答えはいくらでもあると思われます。解答者の数だけあるかもしれません。

とにかく
問い:
アレクサンダーテクニークとは何か?
ATJの答え:
1・FMさんの発見
2・FMさんがどうやって他人に伝えたか。
3・第一世代のAT教師が、FMさんから何を受け取ったか、 そして、それをどのように第二世代に伝えたか。
4・第二世代のAT教師が、第一世代から何を受け取ったか、 そして、それをどのように第三世代に伝えたか。
5・第3・4・5~n世代のAT教師が、自分の教師から何を受け取ったか、
そして、それをどのように今の生徒や人々に伝えるか。
6・生徒も教師も自分自身でワークをどう深めていくか?


1と2ですでに違いがあります。
自分で鏡を見て学んだことと、他人に手を伝えて教えたことが「同じ」だと誰が証明できますか。

2の中でも時代と人によってすでにかなり違います。
一世代半とでもいうべき弟のARさんは素晴らしいAT教師で米国において多大な影響を及ぼしていますが、トレーニングスクールなど出ていません。またフランク=ピアス=ジョーンズ氏も多数のお弟子さんがいますが、フランクはトレーニングコースを正式に始めようとした矢先に亡くなったそうです。

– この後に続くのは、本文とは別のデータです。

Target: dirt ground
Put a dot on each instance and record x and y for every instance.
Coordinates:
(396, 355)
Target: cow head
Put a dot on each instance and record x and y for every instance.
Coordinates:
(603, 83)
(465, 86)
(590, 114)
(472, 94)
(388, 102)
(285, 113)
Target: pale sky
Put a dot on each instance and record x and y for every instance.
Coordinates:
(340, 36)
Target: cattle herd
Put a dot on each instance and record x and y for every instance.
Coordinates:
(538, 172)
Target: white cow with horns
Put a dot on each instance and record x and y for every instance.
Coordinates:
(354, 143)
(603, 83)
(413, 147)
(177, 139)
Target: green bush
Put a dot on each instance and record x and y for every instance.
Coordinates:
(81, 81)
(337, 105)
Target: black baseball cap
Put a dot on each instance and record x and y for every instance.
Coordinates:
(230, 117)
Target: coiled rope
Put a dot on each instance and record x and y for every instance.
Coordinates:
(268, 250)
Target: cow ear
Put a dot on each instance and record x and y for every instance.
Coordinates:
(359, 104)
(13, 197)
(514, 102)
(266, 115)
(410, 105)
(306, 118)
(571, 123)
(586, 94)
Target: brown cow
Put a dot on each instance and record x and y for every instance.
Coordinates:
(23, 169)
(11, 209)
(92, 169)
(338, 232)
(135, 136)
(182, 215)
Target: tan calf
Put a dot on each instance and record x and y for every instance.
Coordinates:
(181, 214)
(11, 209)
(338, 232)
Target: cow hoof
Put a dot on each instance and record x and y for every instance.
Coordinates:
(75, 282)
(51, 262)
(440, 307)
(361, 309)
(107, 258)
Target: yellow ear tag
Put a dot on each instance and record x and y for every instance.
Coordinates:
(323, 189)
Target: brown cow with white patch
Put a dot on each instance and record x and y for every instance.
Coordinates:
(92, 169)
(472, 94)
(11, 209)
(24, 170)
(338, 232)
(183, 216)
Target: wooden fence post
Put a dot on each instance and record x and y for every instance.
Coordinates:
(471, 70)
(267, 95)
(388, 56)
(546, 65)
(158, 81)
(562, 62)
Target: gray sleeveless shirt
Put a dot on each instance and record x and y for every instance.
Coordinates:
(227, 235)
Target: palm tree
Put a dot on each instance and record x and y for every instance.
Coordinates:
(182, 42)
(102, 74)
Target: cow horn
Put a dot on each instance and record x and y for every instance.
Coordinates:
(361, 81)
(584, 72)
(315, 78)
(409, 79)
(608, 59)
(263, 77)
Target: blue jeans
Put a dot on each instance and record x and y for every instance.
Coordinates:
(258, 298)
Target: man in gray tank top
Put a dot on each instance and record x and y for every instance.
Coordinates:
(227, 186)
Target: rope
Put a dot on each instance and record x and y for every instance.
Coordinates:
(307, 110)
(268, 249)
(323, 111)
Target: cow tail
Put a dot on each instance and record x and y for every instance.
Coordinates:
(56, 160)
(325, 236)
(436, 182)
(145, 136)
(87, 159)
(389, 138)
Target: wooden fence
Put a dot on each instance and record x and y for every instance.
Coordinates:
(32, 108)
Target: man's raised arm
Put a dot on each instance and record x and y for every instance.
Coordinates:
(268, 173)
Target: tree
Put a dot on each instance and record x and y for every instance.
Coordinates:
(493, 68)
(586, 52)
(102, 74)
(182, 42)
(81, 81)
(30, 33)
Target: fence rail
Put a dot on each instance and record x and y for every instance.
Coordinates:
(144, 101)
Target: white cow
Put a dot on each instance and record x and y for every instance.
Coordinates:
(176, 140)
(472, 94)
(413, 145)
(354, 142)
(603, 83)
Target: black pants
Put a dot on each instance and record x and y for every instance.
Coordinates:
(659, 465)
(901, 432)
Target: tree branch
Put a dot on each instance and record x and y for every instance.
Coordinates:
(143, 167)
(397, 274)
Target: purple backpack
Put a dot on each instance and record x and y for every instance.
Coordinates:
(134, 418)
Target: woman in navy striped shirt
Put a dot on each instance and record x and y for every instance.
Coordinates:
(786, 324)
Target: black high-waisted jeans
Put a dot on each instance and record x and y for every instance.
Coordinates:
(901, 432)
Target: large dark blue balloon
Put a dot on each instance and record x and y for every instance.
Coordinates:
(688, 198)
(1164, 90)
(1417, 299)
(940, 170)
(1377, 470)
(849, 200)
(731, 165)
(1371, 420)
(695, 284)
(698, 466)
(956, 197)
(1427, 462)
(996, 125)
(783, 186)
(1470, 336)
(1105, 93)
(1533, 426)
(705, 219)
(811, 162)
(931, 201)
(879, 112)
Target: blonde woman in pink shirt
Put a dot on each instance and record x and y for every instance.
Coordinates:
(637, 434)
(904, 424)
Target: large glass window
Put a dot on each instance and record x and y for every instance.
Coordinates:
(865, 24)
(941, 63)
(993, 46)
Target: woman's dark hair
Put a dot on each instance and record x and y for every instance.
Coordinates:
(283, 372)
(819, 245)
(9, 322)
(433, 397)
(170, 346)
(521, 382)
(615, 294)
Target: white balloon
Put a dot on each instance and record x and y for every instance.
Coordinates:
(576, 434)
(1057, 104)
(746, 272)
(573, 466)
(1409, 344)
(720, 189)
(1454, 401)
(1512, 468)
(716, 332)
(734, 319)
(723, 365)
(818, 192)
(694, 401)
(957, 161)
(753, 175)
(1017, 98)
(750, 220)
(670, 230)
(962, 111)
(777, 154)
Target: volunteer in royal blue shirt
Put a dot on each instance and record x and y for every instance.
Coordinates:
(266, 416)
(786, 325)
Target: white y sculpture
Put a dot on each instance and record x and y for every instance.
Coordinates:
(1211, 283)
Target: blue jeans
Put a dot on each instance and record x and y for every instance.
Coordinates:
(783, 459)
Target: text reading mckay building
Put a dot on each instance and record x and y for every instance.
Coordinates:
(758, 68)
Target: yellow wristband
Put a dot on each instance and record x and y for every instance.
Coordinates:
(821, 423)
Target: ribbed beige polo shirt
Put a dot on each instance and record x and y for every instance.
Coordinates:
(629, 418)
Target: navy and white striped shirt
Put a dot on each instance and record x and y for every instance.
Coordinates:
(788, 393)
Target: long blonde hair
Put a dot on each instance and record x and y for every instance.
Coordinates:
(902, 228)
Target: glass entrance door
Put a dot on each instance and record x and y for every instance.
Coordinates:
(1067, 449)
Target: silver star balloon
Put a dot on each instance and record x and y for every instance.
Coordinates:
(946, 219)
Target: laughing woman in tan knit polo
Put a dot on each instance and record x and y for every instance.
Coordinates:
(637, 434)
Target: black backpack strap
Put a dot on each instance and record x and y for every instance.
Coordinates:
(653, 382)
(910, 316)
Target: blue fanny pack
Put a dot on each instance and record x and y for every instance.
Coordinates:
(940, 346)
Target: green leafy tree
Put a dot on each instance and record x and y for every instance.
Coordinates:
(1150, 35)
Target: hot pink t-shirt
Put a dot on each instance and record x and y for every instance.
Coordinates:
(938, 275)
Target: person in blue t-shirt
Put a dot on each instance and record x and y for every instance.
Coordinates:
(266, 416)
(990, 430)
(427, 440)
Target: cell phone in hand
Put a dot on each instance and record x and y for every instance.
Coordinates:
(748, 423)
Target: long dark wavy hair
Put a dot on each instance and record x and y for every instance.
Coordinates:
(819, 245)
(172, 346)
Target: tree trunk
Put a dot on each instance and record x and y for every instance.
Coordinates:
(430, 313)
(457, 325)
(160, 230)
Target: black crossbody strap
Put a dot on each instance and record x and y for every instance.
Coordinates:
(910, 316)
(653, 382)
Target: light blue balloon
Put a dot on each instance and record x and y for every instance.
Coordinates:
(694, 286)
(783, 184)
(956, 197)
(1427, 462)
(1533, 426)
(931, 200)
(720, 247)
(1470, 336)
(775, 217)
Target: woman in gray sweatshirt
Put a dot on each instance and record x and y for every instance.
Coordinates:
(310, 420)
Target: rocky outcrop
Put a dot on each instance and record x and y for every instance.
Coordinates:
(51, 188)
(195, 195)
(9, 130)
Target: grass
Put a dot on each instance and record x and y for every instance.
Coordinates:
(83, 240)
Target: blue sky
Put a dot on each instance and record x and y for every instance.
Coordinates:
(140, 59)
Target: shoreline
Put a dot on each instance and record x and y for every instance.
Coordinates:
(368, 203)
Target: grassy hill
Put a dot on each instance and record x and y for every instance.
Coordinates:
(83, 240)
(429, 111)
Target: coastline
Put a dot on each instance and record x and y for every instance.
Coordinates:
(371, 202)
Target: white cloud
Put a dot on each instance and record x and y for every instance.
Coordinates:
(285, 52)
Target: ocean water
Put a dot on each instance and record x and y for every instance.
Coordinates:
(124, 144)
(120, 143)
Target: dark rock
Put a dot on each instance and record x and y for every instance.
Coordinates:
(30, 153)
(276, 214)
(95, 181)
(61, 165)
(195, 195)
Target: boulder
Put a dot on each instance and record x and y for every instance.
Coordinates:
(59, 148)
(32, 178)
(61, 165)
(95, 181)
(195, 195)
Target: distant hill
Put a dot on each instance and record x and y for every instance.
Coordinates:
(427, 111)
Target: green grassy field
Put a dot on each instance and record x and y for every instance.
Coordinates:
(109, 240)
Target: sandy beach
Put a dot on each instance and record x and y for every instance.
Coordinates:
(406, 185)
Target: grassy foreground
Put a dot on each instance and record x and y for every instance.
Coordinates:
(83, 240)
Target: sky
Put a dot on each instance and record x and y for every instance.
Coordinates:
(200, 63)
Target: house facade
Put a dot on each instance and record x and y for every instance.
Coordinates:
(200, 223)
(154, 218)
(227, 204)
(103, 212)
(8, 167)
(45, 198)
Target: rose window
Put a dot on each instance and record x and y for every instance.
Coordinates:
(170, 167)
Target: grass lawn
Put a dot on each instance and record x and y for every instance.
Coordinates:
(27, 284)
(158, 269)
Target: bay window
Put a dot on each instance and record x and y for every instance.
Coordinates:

では、この辺の人らは非伝統的なのでしょうか?

3についてです。
もしFMさんがよくやっていたからと言う理由で「伝統的ワークだ」という根拠にするならば、馬の鞍ワーク・シェイクスピアの朗読ワーク・ぺンや鉛筆を使うワーク・ラジオで競馬放送を聞いて「ちくしょう」とか言いながら生徒に手を置いてあちこち動かすワークなども「伝統的ワークだ」に入れるべきです。
テーブルワークとチェアワークが伝統的というならばそれは認めます。

4のあたりです。
エリザベス=ウオーカーさんから私が直接聞いたところによると、
FMさんはテーブルワークをそこまで一所懸命はやらなかったようです。
むしろMr,マクドナルドとカーリントン氏が開発したのではないですか?
どなたか教えてください。

5について。

鉄のタマを落としたとされるピサの斜塔
今、問題になっているのですが・・・
物理学が、ガリレオテクニークと呼ばれていた頃の話です。
大切な「重力」という概念を理解するのに、
塔の上から大きな鉄のタマと小さな鉄のタマを落とさなければ
その人は重力を理解しているとは認定できないという規約が
STGT(Society of? Teachers of the Galileo Technique)という団体で決められていたのです。
みなさんは守れますか?
当然、全く同時に落とさなくていけません。
STGT教師である以上、そこは厳密にして欲しい。

代わりにリンゴを落としてはダメなんでしょうか?  
赤いリンゴと青いリンゴでは落ち方が違うかもしれないじゃないですか?
そういう困った生徒がいましたね。  
その人の主張では禁断の木の実リンゴまでは許されるべきだと。

だからニュートンは伝統的だと。
しかし、最近はやりのナツメヤシ派は異端である  よって禁止するべきだというのです。
だいたい甘すぎるしモスリムと誤解されかねないという主張でした。

それで、6、一番興味あるところです。
科学というものは発展していく性質と、原理をかたくなに守っていく性質と、一見矛盾しているように見えるけれども両方大事な性質があります。古典力学と量子力学は全く同じことを説明しませんし、ニュートンとアインシュタインは両方巨人で「どちらも正しい」、ということはある地点からは「どちらも間違っている。」のでしょう。

私は発展します、アレクサンダーさんに敬意を表しながら。